While most patients in Medicare use the traditional fee-for-service route, a growing percentage of Medicare beneficiaries are relying on managed care plans through Medicare Advantage. Medicare Advantage provides beneficiaries with additional choice and also serves as a competitive alternative to traditional Medicare. In theory, Medicare should just allocate a beneficiary’s funding to a managed care plans if patients decide that. In practice, patients in Medicare Advantage may be sicker or healthier than those in Medicare fee-for-service.
To compensate for any any differences in cost, the Centers for Medicare and Medicaid Services uses a risk adjustment approach where plans that have sicker patients get more funding and those with healthier patients get less. CMS identifies sicker patients largely based on physician-entered diagnosis codes submitted as part of the health insurance claims system. Does this provide an accurate assessment?
A paper by Jacbos and Kronick (2018) finds that the answer is ‘no’. Using Medicare claims and enrollment data between 2008 and 2015, they find:
Based on prescription drug utilization data, beneficiaries enrolled in [Medicare Advantage] MA in 2015 had 6.9 percent lower health risk than beneficiaries in [traditional Medicare] TM, but differences based on coded diagnoses suggested MA beneficiaries were 6.2 percent higher risk.
The reason for this is likely that Medicare fee-for-service providers do not have an incentive to document every last little diagnosis code when submitting health insurance claims.
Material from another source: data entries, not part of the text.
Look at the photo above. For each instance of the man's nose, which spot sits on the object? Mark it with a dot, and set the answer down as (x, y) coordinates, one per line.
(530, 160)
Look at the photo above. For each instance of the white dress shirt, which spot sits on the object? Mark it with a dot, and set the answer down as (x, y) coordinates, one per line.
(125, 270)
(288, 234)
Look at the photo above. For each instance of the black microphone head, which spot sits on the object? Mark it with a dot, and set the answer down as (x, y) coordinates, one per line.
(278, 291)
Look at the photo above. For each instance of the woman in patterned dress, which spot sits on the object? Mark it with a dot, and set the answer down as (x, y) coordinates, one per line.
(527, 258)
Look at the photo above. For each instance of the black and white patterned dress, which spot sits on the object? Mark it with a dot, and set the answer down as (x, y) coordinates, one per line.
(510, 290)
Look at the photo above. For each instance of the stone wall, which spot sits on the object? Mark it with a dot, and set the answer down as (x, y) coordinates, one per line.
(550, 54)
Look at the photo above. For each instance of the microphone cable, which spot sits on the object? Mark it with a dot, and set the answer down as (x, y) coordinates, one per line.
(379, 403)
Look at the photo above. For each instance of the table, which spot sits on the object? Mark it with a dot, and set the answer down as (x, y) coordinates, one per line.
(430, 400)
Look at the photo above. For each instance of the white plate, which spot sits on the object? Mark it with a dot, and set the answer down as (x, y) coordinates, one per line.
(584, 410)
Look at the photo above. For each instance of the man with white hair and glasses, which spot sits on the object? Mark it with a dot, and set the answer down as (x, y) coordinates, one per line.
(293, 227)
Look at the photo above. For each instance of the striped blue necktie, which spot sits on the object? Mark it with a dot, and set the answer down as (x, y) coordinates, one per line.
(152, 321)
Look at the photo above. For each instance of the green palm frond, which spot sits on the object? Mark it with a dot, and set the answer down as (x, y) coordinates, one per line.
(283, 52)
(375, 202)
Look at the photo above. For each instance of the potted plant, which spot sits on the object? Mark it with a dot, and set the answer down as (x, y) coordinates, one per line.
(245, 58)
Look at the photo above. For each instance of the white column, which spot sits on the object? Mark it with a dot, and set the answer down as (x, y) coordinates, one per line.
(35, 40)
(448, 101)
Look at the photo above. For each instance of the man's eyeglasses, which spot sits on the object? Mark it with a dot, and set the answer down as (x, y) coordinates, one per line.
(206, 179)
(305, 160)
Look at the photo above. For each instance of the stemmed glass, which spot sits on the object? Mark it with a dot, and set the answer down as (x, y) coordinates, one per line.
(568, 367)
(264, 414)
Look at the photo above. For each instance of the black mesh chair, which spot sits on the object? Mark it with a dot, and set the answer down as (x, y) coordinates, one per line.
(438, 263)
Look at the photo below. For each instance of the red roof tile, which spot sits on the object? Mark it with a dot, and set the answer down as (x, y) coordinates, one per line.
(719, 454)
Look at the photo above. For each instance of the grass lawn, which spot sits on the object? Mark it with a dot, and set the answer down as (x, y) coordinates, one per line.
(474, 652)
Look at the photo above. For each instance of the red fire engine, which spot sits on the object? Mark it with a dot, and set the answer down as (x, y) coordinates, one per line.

On the other hand, because of risk adjustment, managed care plans do have this incentive to include more diagnoses. Further, providers in managed care plans may “upcode” to more severe diagnosis codes when there is some doubt over uncertainty.
A few solutions to this problem could be proposed. One option would be to use prescription drug utilization to inform risk adjustment. While accuracy would increase, it would create a much more problematic moral hazard. It could be the case that providers would be incentivized to prescribe certain drugs because the would help improve risk-adjustment payments from CMS. While improper documentation of diagnosis codes is a problem, getting patients the wrong treatment or treatments they don’t need is much more problematic. Another option would be to eliminate Medicare Advantage. This would solve the selection problem but would decrease the utility of the large number of beneficiaries who are now choosing Medicare Advantage. A third alternative–and the likely least bad–would be to make marginal improvements in risk adjustment and perform some additional review of the diagnosis codes included health insurance claims.
While inaccurately characterizing the health status of Medicare Advantage beneficiaries is problematic and costly to CMS, major overhauls to current approach may be even more problematic.
- Jacobs, Paul D., and Richard Kronick. “Getting What We Pay For: How Do Risk‐Based Payments to Medicare Advantage Plans Compare with Alternative Measures of Beneficiary Health Risk?” Health services research (2018).